Figure 1.
Computation Simulation of Oncometabolic Nuclear Reprogramming Phenomena
(A–C) A stochastic model of oncometabolic nuclear reprogramming. (A) Top: Schematic representation of the minimal gene regulatory network considered in our stochastic model, consisting of a coupled pluripotency module (self-activation of Oct4 and Sox2) and a differentiation module (mutual antagonism between LSGs). Arrows denote activation and blunt-ended lines denote inhibitory interactions. Bottom: Schematic representation of the competitive binding model for activation/repression in the minimal gene regulatory network. (B) A realization path in which our stochastic model was run under baseline conditions (baseline HDM activity and lack of induction of stemness-related transcription factors, i.e., hi-values as per values given in Table S7 [Supplemental Appendix E] and ρ1 = ρ2 = 0). Since the system is symmetric with respect to LSG1 and LSG2, a state where O = 0, S = 0, and L2 = 0, whereas L1 > 0, is also an absorbing state. (C) A realization path in which our stochastic model was run under induction of stemness-related transcription factors (parameter values ρ1 = ρ2 = 1.85 × 107). At the onset of stemness factor induction, i.e., we let ρ1 > 0 and ρ2 > 0, the absorbing states observed in the simulations shown in (B) are not absorbing any longer and, therefore, there is a positive probability for the system to go from the differentiated cell state to the stem cell state. Left: Normal-like metabolism, baseline HDM activity; right: 2HG-induced reduction of HDM activity by 5% with respect to the baseline scenario.

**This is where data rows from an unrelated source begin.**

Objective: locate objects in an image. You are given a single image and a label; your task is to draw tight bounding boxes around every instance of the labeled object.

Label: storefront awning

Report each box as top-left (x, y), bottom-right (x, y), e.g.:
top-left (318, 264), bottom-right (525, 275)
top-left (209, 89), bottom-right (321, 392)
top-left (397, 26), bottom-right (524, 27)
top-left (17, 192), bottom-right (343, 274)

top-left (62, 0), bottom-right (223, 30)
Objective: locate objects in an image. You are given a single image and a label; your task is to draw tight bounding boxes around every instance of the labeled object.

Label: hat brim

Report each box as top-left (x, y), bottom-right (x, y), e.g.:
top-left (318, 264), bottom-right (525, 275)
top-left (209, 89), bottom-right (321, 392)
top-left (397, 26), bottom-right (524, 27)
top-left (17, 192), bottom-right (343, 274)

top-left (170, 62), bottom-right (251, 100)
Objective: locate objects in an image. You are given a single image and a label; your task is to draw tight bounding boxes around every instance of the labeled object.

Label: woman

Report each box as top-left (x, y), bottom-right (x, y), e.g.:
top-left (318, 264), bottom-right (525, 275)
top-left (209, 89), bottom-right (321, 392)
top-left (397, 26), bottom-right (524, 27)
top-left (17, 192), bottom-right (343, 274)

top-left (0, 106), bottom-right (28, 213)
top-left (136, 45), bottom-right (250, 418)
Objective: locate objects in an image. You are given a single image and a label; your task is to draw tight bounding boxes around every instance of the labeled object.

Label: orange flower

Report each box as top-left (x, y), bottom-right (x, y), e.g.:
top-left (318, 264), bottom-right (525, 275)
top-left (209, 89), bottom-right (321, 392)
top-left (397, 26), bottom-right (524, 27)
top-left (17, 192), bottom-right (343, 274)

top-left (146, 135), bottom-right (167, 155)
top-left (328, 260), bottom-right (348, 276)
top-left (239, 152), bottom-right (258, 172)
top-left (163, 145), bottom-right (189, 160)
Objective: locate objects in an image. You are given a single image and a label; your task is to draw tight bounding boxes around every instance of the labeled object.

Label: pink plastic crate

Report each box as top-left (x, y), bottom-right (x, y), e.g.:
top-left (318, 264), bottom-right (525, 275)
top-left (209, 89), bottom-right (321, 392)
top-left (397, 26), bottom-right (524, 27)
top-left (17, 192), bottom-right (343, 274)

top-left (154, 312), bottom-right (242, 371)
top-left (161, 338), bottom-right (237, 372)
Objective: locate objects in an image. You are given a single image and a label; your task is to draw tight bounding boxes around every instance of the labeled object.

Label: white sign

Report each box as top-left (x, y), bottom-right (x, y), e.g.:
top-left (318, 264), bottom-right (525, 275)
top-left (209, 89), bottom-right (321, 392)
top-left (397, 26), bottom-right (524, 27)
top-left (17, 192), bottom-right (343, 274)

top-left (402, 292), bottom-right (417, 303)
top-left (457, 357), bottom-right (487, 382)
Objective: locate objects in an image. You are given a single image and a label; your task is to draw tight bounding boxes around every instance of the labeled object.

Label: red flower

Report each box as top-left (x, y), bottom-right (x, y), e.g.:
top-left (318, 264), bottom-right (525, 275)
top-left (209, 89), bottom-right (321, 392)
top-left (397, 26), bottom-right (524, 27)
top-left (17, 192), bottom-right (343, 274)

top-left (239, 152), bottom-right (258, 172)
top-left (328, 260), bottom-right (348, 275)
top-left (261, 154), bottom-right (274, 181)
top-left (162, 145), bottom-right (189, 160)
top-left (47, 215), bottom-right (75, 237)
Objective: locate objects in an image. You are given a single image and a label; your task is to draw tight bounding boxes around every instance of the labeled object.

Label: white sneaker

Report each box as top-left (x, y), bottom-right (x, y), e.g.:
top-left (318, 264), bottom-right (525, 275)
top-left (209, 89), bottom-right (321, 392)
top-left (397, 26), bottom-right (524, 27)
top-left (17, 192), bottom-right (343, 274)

(D–F) Epigenetic landscapes and reprogramming performance in response to 2HG. (D) 2HG-induced inhibition of HDM activity affects the depth of the stem cell attractors by lowering the barriers of the epigenetic landscape. Figures show the joint probability of the random variables O + S (stemness factors) and L1 + L2 (LSGs) for different values of the relative oncometabolic-induced reduction of HDM activity with respect to the baseline scenario. To obtain the epigenetic landscapes for different degrees of 2HG-induced reduction of HDM activity in shorter computational time, we considered the following parameter values: ρ1 = ρ2 = 5.55 × 10−7 and ϑo = ϑs = 0.2. We have also considered that the expression of the LSGs is induced at certain rates given by the following parameter values ρL1 = ρL2 = 2.78 × 10−7. The landscapes with 4%, 5%, and 6% reduced HDM activity correspond to h2 = 0.96, h2 = 0.95, and h2 = 0.94, respectively. The remaining parameter values are given in Table S7 (Supplemental Appendix E). (E) 2HG-induced inhibition of HDM activity affects the kinetic efficiency of the reprogramming process. The panel shows statistics of the average reprogramming time, TE, as well as its probability density, P(TE), as a function of the 2HG-induced reduction of HDM activity. The top panels illustrate that the predicted probability distribution of TE, P(TE) is approximately exponential. The lower panel shows the average and SD (error bars) of the predicted reprogramming time, illustrating that the reprogramming rate increases exponentially with the 2HG-induced reduction of HDM activity. HDM activity reductions of 0%, 2.5%, 5%, and 7.5% correspond to h2 = 1.00, h2 = 0.975, h2 = 0.95, and h2 = 0.925, respectively. (F) 2HG-induced inhibition of HDM activity affects the size of the basin of attraction of the induced stem cell state. The graphic shows a solution of the semiclassical QSSA approximation (see Equations 29–32 and 40–44 in Supplemental Information) for the baseline scenario with no HDM inhibition (h2 = 1.00, red line), and for the case with a 2HG-induced 5% reduction in HDM activity (h2 = 0.95, blue line). The uninhibited scenario converges to the differentiated cell state (red line), whereas the inhibited scenario converges to the stem cell state (blue line). Parameter values ρ1 = ρ2 = 1.85 × 107, cE1 = cE2 = 2, Co = CS = C1 = C2 = 1, and ϑo = ϑs = 0.2. The remaining parameter values are given in Table S7 (Supplemental Appendix E).